The first batch of Schepkin's Bach recordings was already 1995-2000 when he was in his mid-thirties, the second recording of the GBV stems from 2010, the French suites from 2014.

https://en.wikipedia.org/wiki/Sergey_Schepkin


----------



## tdc (Jan 17, 2011)

I like both Schiff and Hewitt. Schiff's recordings on ECM are hard to beat though, those get my vote. 
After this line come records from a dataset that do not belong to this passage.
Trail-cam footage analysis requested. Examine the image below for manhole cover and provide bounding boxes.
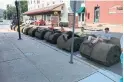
[25,52,34,56]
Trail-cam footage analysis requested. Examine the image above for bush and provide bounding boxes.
[59,22,68,27]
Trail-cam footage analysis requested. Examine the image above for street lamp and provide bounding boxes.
[15,0,21,40]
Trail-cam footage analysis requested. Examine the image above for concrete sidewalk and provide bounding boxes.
[0,30,120,82]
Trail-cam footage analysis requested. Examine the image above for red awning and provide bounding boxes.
[23,4,63,15]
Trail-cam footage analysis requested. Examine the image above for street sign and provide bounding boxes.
[70,0,83,12]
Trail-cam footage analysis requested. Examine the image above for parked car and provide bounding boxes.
[26,19,35,24]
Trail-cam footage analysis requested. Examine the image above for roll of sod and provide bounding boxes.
[23,27,32,35]
[35,29,48,40]
[64,37,85,52]
[44,31,53,42]
[28,28,37,37]
[80,42,121,66]
[49,33,61,44]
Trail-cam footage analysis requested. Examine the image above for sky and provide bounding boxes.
[0,0,15,9]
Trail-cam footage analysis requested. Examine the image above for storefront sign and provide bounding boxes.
[109,5,123,14]
[68,13,78,28]
[51,16,59,26]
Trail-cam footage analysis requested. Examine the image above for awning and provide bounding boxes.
[77,7,85,13]
[23,4,63,15]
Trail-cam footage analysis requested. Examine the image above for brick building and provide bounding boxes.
[85,0,123,24]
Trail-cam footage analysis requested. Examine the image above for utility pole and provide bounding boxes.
[15,0,21,40]
[69,1,76,64]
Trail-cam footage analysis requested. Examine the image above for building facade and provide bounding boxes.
[85,0,123,24]
[25,0,85,26]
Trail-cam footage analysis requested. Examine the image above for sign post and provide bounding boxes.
[69,1,76,64]
[15,0,21,40]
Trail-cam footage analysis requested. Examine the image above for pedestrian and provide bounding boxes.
[88,28,111,44]
[120,35,123,82]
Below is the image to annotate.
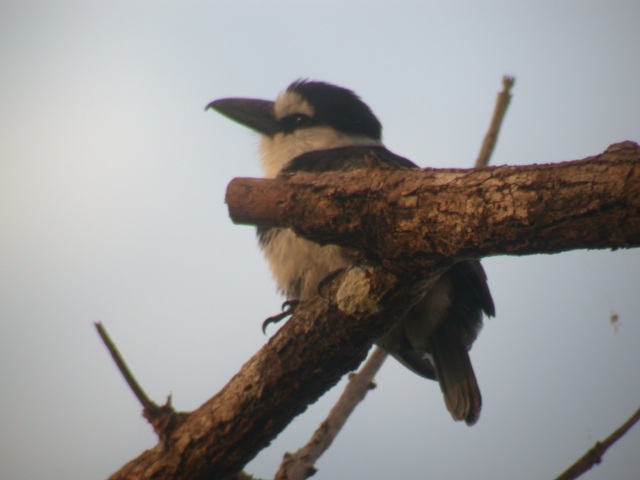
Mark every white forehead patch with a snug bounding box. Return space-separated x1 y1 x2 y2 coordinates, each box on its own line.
273 90 315 120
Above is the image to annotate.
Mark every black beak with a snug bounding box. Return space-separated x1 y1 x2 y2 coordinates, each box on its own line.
205 98 282 137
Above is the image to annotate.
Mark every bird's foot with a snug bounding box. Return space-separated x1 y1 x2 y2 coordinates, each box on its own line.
262 300 300 333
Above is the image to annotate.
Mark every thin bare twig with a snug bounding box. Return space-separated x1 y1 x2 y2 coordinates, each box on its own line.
476 75 516 168
275 347 387 480
95 322 185 442
556 408 640 480
95 322 158 410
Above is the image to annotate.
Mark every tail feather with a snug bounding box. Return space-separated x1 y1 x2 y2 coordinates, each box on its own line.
429 322 482 426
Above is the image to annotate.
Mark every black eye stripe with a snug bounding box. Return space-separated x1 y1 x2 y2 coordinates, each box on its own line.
280 113 314 132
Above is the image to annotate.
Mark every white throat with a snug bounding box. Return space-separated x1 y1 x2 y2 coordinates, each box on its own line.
260 126 382 178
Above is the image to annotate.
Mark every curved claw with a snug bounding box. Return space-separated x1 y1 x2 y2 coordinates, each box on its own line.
262 300 300 334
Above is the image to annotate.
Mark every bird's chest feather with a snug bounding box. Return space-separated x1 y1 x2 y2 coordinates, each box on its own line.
258 228 353 300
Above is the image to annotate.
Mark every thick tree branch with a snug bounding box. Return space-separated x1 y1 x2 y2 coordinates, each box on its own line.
111 142 640 480
111 264 441 480
226 142 640 267
276 347 387 480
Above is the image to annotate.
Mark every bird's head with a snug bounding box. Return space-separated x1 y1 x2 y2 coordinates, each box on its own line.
206 80 382 177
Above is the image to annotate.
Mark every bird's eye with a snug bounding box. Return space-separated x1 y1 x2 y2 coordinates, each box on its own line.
280 113 311 132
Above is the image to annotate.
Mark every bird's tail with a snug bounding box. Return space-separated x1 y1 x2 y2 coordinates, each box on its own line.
429 321 482 426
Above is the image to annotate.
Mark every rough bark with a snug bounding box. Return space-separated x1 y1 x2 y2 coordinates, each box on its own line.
111 142 640 480
110 265 438 480
226 142 640 266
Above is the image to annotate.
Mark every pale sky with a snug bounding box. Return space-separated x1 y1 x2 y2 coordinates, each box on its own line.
0 0 640 480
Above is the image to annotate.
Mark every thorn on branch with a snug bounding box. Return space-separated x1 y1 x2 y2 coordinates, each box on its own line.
95 322 186 443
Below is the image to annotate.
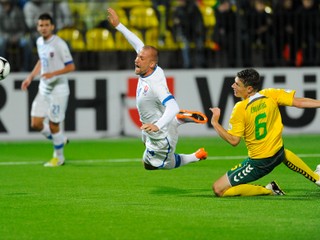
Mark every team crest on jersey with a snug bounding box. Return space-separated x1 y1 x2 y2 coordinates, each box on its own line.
142 85 149 95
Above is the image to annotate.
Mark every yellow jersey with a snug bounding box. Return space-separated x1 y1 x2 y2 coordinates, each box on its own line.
228 88 295 159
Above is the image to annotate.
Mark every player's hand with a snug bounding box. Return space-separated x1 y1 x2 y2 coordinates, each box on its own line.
107 8 120 27
210 107 221 124
21 76 32 91
42 73 55 79
140 123 159 132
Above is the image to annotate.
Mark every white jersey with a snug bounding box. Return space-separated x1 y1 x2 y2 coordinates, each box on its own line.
37 35 73 96
136 66 174 139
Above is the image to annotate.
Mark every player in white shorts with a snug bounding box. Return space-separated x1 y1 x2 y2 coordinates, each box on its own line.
107 8 207 170
21 13 75 167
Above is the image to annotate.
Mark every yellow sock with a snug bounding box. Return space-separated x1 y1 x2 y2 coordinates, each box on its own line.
222 184 273 197
283 149 320 182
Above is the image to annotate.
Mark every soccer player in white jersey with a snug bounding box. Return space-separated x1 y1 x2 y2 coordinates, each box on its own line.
107 8 207 170
21 13 75 167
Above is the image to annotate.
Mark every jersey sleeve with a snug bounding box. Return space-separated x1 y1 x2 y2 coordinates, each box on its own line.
58 40 73 65
260 88 296 106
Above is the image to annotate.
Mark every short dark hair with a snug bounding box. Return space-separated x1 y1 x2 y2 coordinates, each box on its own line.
237 68 261 91
38 13 54 24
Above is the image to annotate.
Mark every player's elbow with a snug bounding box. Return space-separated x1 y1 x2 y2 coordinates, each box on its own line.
228 137 240 147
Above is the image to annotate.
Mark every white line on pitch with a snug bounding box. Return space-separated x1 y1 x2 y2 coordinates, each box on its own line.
0 153 320 166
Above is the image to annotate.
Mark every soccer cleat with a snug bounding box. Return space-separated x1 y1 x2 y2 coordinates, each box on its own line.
195 148 208 161
176 110 208 124
43 157 64 167
314 164 320 187
52 136 70 158
265 181 285 195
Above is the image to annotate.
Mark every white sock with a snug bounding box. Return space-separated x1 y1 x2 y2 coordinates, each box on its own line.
52 131 64 161
179 153 199 166
41 123 52 139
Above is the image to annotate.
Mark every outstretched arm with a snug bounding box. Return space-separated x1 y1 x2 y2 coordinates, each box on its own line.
107 8 144 53
210 108 241 146
292 98 320 108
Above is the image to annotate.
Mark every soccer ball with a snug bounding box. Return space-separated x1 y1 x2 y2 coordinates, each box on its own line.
0 57 10 81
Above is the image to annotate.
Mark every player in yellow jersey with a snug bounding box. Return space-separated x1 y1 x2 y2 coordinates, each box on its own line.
210 69 320 197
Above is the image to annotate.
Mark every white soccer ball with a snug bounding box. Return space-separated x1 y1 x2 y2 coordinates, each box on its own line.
0 57 10 81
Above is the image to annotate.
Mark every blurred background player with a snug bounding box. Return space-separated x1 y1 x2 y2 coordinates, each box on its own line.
107 8 207 170
21 13 75 167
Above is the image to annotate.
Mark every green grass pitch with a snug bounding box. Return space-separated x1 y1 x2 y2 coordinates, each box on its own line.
0 135 320 240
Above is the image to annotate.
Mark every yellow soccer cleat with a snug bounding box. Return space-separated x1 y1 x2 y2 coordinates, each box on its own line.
43 157 64 167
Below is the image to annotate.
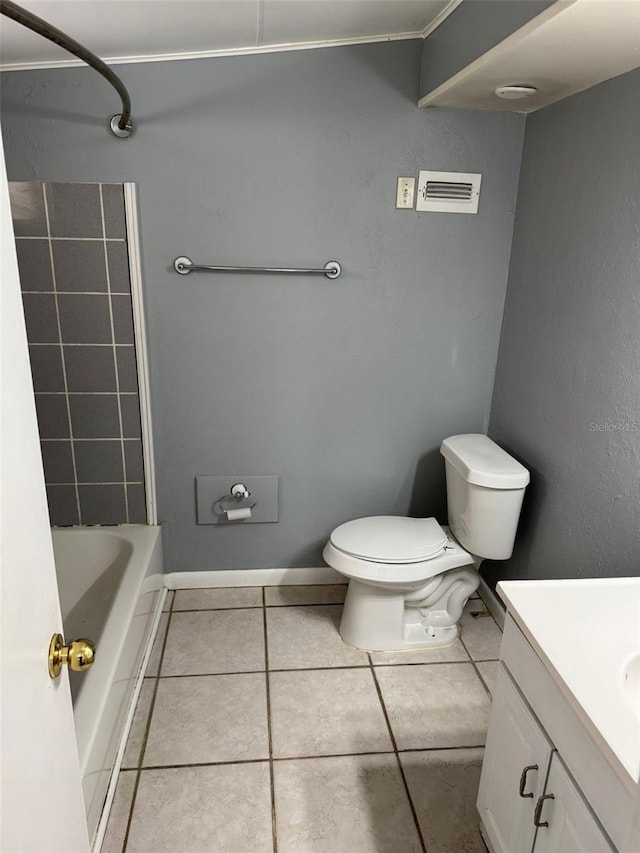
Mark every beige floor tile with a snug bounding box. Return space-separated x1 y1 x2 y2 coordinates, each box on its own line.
376 663 490 749
122 678 156 769
269 669 393 757
143 673 269 767
476 660 498 696
267 605 369 669
273 755 421 853
127 763 273 853
370 640 469 666
173 586 262 610
460 599 502 660
101 770 138 853
264 584 347 607
145 613 169 677
400 749 486 853
161 609 265 675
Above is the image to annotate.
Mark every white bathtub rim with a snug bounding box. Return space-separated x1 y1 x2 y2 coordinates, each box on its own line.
56 525 162 777
91 588 168 853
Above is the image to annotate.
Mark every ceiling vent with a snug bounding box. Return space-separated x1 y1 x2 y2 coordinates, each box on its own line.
416 172 482 213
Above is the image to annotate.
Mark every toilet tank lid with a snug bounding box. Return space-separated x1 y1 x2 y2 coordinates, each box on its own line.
440 433 529 489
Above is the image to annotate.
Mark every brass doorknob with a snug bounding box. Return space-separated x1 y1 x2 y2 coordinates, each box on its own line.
49 634 96 678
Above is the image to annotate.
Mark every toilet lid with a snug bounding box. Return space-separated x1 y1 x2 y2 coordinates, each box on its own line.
331 515 447 563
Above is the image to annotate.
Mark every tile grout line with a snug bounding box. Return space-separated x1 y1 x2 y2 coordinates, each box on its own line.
98 184 128 524
262 587 278 853
42 181 82 524
16 235 127 243
31 336 135 342
459 634 493 701
121 592 175 853
367 654 427 853
135 743 485 773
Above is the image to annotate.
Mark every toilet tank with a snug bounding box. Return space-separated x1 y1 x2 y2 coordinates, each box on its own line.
440 434 529 560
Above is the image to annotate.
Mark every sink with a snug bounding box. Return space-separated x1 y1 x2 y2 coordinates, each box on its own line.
497 577 640 784
622 652 640 717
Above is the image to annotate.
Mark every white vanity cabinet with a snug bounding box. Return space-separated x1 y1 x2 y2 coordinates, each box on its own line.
533 752 613 853
478 664 553 853
478 617 624 853
478 663 613 853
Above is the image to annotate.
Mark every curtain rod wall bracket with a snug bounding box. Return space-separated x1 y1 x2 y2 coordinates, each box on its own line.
0 0 133 139
109 113 133 139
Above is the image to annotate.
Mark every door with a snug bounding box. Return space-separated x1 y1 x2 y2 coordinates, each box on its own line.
478 663 552 853
0 143 89 853
533 753 613 853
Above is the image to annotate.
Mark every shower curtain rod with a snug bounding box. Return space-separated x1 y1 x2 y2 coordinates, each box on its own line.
0 0 133 139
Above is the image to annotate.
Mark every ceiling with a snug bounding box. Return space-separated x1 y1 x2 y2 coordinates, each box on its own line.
0 0 461 70
420 0 640 113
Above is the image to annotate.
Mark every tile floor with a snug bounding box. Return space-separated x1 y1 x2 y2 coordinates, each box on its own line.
102 586 502 853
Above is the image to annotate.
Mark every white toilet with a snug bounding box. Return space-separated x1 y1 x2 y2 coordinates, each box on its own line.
323 434 529 651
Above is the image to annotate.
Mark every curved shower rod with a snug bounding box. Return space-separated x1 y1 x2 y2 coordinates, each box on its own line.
0 0 133 139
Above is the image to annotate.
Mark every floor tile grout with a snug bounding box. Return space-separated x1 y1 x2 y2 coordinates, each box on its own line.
122 591 176 853
132 743 485 773
145 660 498 680
368 655 427 853
262 587 278 853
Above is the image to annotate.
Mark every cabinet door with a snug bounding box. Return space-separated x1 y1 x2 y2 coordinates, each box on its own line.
533 753 613 853
478 663 552 853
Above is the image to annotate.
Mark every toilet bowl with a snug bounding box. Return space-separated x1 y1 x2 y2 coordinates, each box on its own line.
323 434 529 651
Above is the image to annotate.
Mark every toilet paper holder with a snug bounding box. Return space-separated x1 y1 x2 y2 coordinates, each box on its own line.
216 483 257 520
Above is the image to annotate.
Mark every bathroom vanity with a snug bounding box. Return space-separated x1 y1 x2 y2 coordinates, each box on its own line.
478 578 640 853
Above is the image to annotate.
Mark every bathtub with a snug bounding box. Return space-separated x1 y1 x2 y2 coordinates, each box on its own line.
52 525 164 838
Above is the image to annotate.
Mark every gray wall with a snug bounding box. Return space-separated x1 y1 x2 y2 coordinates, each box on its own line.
420 0 554 97
3 41 523 570
484 71 640 583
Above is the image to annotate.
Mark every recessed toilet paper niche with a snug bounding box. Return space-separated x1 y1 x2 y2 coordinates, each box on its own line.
196 474 280 527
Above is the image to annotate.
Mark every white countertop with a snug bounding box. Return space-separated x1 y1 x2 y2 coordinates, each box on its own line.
497 578 640 783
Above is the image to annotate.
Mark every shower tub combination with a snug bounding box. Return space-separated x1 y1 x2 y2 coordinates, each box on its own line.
52 525 164 838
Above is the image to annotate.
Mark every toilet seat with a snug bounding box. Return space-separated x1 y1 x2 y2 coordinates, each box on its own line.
323 516 476 591
330 515 447 564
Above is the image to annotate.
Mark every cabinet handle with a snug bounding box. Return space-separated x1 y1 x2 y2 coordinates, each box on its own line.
533 794 555 826
518 764 538 800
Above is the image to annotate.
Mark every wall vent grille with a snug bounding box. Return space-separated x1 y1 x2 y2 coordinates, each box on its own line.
416 172 482 213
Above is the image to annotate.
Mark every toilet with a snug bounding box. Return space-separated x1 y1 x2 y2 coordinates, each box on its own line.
323 434 529 651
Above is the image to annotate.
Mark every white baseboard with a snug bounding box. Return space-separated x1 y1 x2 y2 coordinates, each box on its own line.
164 566 347 589
91 589 167 853
478 578 506 631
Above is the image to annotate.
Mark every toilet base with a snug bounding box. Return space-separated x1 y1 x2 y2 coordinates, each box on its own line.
340 566 480 652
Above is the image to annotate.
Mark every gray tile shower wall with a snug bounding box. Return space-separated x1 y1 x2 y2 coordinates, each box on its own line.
9 182 146 526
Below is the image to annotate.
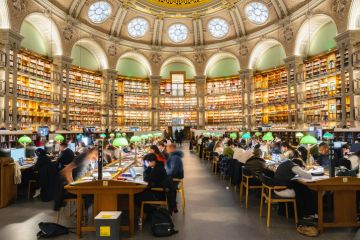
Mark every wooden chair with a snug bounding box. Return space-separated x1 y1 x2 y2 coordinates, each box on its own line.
260 174 298 227
56 198 77 224
240 166 262 208
139 188 168 227
173 178 185 215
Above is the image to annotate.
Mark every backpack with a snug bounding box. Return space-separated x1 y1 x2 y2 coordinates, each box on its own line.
151 208 178 237
37 222 70 239
296 221 319 237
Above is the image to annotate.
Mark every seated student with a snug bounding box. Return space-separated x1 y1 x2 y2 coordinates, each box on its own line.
149 145 166 166
274 153 312 198
34 148 58 202
245 148 267 179
135 153 168 212
56 142 75 171
223 140 235 158
316 142 330 168
280 142 294 160
165 144 184 179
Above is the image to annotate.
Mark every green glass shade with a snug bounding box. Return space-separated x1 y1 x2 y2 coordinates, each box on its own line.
113 137 129 147
140 134 149 139
230 133 237 139
18 135 32 145
241 132 251 139
323 132 334 139
295 132 304 138
300 135 317 144
54 134 65 142
262 132 274 141
130 136 141 143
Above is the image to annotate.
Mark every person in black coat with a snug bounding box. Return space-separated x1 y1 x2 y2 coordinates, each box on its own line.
56 142 75 171
34 148 57 202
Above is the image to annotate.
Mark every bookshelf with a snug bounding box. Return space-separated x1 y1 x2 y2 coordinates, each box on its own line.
63 67 103 131
302 50 346 128
205 76 243 127
9 49 53 130
115 76 151 130
253 67 295 128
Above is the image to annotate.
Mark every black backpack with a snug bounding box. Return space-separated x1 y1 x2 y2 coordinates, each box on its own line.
151 208 178 237
37 222 70 239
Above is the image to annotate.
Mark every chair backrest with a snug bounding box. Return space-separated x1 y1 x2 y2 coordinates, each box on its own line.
241 166 252 177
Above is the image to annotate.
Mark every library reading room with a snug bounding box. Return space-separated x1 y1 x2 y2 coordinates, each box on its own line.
0 0 360 240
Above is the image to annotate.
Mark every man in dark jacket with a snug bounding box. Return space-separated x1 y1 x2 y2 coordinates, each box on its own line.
165 144 184 179
56 142 75 171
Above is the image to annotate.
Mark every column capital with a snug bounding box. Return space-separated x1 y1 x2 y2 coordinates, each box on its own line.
0 29 23 50
195 75 206 82
239 68 254 79
284 55 304 69
54 55 73 69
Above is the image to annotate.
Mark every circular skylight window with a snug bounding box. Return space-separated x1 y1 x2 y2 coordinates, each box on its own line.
245 2 269 24
88 1 111 23
128 18 149 38
168 23 188 43
208 18 229 38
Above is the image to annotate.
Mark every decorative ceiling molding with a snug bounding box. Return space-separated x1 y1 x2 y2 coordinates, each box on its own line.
34 0 326 52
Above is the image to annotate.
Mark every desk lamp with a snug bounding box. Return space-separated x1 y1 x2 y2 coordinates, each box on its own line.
54 134 65 143
113 137 129 168
262 132 274 157
18 135 32 157
300 135 317 168
229 132 237 140
130 136 141 166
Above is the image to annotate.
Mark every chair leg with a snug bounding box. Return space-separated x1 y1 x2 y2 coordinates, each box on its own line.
260 187 264 217
240 180 244 203
266 190 271 227
293 200 298 225
245 178 249 208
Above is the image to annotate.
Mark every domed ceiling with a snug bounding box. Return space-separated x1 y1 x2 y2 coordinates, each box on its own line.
50 0 308 49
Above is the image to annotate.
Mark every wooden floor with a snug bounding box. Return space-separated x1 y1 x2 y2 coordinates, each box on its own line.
0 143 360 240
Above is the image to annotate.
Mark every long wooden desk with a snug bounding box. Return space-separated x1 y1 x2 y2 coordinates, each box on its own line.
302 177 360 232
65 180 146 238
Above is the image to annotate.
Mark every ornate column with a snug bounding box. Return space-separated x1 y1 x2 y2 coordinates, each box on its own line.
195 75 206 129
54 56 72 130
239 69 255 130
101 69 117 130
335 30 360 127
0 29 23 130
150 76 161 131
284 55 303 129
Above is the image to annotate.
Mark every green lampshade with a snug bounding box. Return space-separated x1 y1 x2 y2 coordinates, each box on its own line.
113 137 129 147
76 133 84 141
130 136 141 143
255 132 261 137
300 135 317 144
140 134 149 140
18 135 32 145
241 132 251 139
54 134 65 142
230 133 237 139
323 132 334 140
262 132 274 141
295 132 304 138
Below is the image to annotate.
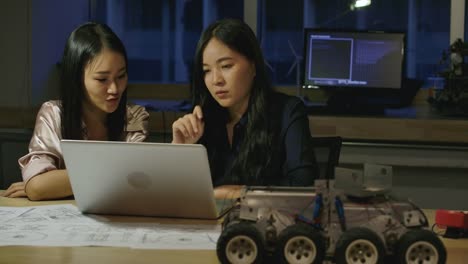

I'm also in agreement with comments earlier in the thread regarding Rana's Bach, what I've heard from her so far sounds great and I hope she records more.


----------



## Marc (Jun 15, 2007)

Mandryka said:


> Is this an American word? I've never seen it before. What's a heartland?





Bulldog said:


> It's likely American - means "central area".


I became acquainted with this word in 1983, in quite a repetitive way even, when I first listened to the song 'Heartland' by the ENGLISH band The Sisters of Mercy.






(Apologies for going off-topic )


----------



## Marc (Jun 15, 2007)

Mandryka said:


> [...]
> 
> As far as Schiff and Hewitt are concerned, I have nothing interesting to say.


Much of the same here.

I do listen to Bach on the piano from time to time. And yes, Angela Hewitt is one of the performers I have checked out. I even have a Hyperion boxset of her, plus her debut album on DG (1986).
IIRC, I also 'know' Schiff's Goldbergs on Decca. But I do not have any special memories about it.
Of the ones I have listened to, my favourite _Bach on the piano_ perfomers are Ivo Janssen (VOID Classics) and Vladimir Feltsman (Nimbus).
And, when I really want to hear the piano as a romantic instrument, the earlier mentioned Maria Tipo is a good choice IMHO.


----------



## jegreenwood (Dec 25, 2015)

Marc said:


> Much of the same here.
> 
> I do listen to Bach on the piano from time to time. And yes, Angela Hewitt is one of the performers I have checked out. I even have a Hyperion boxset of her, plus her debut album on DG (1986).
> IIRC, I also 'know' Schiff's Goldbergs on Decca. But I do not have any special memories about it.
> ...


If you want a romantic version of WTC on piano, I recommend that you give a listen to Samuil Feinberg.


----------



## Marc (Jun 15, 2007)

jegreenwood said:


> If you want a romantic version of WTC on piano, I recommend that you give a listen to Samuil Feinberg.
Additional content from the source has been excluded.